Kita bayar ke mereka untuk menerbitkan buku kita menjadi nyata.”
“Oh. Besar nggak, Bang, modalnya?”
“Besar atau tidak itu relatif,
mbak.” Saya menjawab demikian. “Ambil contoh novel Sepotong Diam saya deh.
Tahun 2014, naskah novel itu hendak diterbitkan 1000 eksemplar dengan harga 17
juta. Itu artinya, satu bukunya hanya kena 17ribu toh?”
“Murah ya, Bang!”
“Iya.” saya menjawab singkat dan
melanjutkan, “Padahal, saya menjual buku itu dengan harga 60ribuan ke
orang-orang. Kalau terjual semua kan totalnya bisa 60 jutaan.”
“Terus, Bang Syaiha jadi
menerbitkan sejumlah itu, 1000 buku?”
“Tidak, mbak. Waktu itu saya
tidak punya modal.”
.
.
.
.
Yang ingin saya sampaikan apa?
Pertama, cara menerbitkan buku
itu ada banyak jalan. Di jaman seperti sekarang, itu mudah saja dilakukan.
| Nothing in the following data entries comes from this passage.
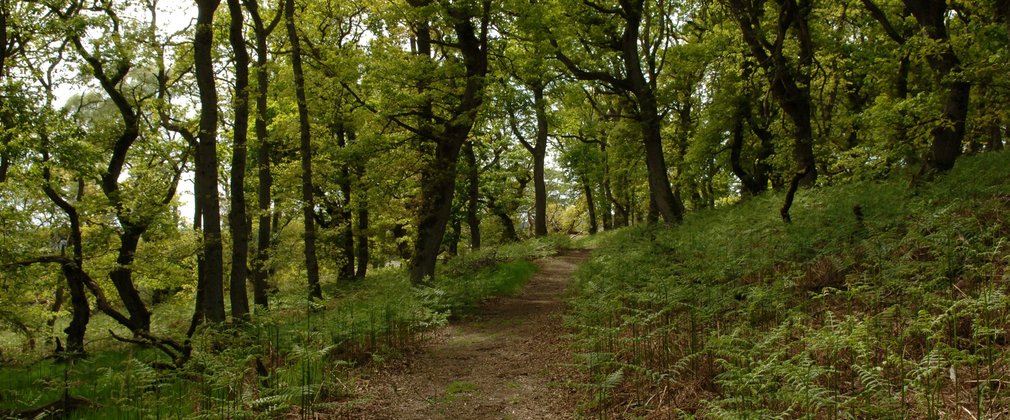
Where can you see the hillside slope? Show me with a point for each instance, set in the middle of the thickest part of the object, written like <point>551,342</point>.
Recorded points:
<point>880,300</point>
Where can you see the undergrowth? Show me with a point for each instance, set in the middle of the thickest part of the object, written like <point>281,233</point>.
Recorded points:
<point>899,312</point>
<point>296,359</point>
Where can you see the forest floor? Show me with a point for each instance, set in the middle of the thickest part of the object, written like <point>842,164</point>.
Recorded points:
<point>508,359</point>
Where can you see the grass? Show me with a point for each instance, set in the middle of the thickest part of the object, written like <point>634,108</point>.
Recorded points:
<point>733,314</point>
<point>297,357</point>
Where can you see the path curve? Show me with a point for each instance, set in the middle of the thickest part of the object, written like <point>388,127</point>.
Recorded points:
<point>510,359</point>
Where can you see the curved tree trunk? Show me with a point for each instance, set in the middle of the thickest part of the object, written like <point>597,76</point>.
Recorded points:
<point>261,272</point>
<point>473,195</point>
<point>667,204</point>
<point>237,217</point>
<point>438,175</point>
<point>305,146</point>
<point>539,150</point>
<point>206,163</point>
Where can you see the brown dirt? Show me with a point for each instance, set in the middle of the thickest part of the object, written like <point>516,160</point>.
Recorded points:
<point>510,359</point>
Tapi, walau pun mudah, kita harus banyak perhitungan. Jangan asal-asalan.
Bukannya untung, yang ada malah buntung nanti.
Kedua, jika ingin menempuh cara
yang kedua, menerbitkan buku sendiri, maka mulailah melakukan branding kepada
semua teman-teman. Perkenalkan diri kalian sebagai seorang penulis di dunia
maya, di sosial media, di blog, dan sebagainya.
Menulislah disana sesering
mungkin, kalau bisa setiap hari. Selain untuk melatih kedisiplinan, itu juga
berguna untuk membuat orang percaya bahwa kalian adalah penulis yang produktif
dan sebentar lagi akan menghasilkan buku sendiri.
Ketiga, mau menerbitkan buku
lewat penerbit mayor atau penerbit indie, penting sekali untuk mengelola media
online (media sosial, blog atau apa saja) dengan baik. Buat tulisan atau status
yang enak dibaca dan membangun.
Percaya saja, bahwa kebaikan
sekecil apapun yang kita lakukan sekarang, kalau itu rutin dikerjakan, kelak,
kita sendirilah yang akan memetik hasilnya. Bukan orang lain.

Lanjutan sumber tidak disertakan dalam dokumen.